Na de pauze trad er een tovenaar op en hoewel de verslaggever van het Algemeen Handelsblad zijn best heeft gedaan, zijn naam is niet tot hem gekomen. Hij betrok zijn publiek door het publiek bij elkaar te toeteren door op een grote schelp te blazen. Met de tovenaar kwam een einde aan deze voorstelling. Indien het publiek nog energie overhad, de hele voorstelling duurde bij elkaar to al gauw twee uur, kon met de stallen bezoeken.
Nu gaat dit verhaal vooral over een van de eerste voorstellingen, maar de ene voorstelling was niet gelijk aan de andere. Zo was er bij een latere voorstelling op 13 augustus 1902 ‘gelegenheid’ om een huwelijksplechtigheid van Bedoeïenen bij te wonen. De Telegraaf van 14 augustus 1902 wijdt een redelijk lang artikel aan dit huwelijksfeest (zie de afbeelding). Ondanks de lengte van het artikel is er geen naam terug te vinden van de bruidegom en de bruid. Daar voorziet het Algemeen Handelsblad dan wel weer in. Het gaat om de Bedoeïen ‘Abdul Hadi Oar die zich met het meisje Senab Salsch in den echt zal begeven’. Hun bronnen waren van dermate betrouwbare aard dat zij de namen al een dag voor ‘het huwelijksfeest’ bekend konden maken. Volledigheidshalve moet ik vermelden dat De Haagsche Courant en De Telegraaf later ook namen heeft vermeld, andere namen. Welke krant de juiste namen had?

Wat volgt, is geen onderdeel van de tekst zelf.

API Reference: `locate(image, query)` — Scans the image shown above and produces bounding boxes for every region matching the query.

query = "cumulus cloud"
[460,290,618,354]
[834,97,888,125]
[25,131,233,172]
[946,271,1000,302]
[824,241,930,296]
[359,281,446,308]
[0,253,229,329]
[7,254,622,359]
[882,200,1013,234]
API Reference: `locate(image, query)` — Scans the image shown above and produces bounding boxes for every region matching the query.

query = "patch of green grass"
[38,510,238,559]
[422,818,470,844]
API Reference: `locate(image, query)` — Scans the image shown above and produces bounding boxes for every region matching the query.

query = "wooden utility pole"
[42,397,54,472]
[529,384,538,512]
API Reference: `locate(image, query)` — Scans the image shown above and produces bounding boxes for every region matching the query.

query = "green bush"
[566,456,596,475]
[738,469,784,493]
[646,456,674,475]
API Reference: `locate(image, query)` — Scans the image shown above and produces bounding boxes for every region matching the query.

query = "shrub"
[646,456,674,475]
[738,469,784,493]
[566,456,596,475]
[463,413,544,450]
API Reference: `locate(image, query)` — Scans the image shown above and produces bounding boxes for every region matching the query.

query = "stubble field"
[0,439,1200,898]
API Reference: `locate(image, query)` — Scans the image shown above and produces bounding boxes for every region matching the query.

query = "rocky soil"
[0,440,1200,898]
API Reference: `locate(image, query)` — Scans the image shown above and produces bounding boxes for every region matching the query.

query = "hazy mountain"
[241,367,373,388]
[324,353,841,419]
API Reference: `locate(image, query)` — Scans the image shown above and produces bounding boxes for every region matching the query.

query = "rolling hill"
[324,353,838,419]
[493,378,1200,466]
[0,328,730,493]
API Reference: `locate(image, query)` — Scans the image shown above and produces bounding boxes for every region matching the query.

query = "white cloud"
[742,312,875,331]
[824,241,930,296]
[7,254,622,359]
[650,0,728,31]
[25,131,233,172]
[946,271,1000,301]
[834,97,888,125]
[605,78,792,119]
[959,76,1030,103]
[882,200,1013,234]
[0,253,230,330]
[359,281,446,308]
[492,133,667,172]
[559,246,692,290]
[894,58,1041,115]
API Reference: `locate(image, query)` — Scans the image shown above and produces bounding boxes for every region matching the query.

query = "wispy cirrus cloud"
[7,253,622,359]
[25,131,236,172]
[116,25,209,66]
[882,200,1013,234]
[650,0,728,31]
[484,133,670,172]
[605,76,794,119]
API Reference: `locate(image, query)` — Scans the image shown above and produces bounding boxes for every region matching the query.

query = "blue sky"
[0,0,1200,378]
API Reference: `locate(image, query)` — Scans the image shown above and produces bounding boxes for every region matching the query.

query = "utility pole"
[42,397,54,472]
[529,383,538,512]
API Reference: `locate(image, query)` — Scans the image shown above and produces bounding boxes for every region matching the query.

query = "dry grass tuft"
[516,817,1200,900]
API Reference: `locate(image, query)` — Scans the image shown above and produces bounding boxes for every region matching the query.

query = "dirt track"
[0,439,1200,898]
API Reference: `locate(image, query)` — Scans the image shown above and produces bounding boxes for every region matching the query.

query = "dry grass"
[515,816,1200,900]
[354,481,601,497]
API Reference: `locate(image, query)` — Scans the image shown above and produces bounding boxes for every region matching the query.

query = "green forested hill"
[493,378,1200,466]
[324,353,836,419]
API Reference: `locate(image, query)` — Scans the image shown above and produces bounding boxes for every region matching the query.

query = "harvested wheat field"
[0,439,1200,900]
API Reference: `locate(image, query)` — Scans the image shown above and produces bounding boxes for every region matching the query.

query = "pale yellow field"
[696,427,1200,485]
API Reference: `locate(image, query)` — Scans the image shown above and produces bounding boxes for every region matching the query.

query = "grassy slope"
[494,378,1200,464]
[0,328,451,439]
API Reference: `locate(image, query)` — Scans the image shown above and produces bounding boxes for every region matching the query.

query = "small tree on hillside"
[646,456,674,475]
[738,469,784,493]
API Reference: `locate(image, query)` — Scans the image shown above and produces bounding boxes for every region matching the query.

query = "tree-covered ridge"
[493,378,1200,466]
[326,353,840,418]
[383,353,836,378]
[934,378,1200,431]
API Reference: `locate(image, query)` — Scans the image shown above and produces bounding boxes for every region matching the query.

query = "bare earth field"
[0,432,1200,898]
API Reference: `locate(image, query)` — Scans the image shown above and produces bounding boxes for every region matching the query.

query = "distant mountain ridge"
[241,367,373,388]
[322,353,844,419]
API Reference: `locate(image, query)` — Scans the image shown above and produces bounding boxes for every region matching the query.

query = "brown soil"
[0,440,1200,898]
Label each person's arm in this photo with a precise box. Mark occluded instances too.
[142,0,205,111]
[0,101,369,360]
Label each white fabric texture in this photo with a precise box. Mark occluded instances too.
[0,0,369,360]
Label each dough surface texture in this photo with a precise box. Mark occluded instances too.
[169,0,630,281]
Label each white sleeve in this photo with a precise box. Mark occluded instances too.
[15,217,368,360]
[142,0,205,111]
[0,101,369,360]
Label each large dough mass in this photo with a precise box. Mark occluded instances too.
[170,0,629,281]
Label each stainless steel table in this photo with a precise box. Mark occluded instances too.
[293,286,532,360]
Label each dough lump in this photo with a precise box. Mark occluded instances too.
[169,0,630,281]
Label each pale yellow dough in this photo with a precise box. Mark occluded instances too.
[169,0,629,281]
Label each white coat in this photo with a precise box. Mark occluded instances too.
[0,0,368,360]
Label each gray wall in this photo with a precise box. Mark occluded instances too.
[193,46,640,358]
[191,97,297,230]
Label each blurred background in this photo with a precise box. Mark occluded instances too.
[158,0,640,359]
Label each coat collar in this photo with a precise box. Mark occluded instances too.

Tot slot nog een woord over de man achter het Bedoeïenenkamp en al deze voorstellingen. Het ging om de impresario Dr. Goldmann die alles organiseerde. Hij krijgt veel lof toegezwaaid omdat er in vergelijking met andere gelijksoortige gezelschappen dit wel een van de besten was. Wat er werd beloofd, werd ook waargemaakt.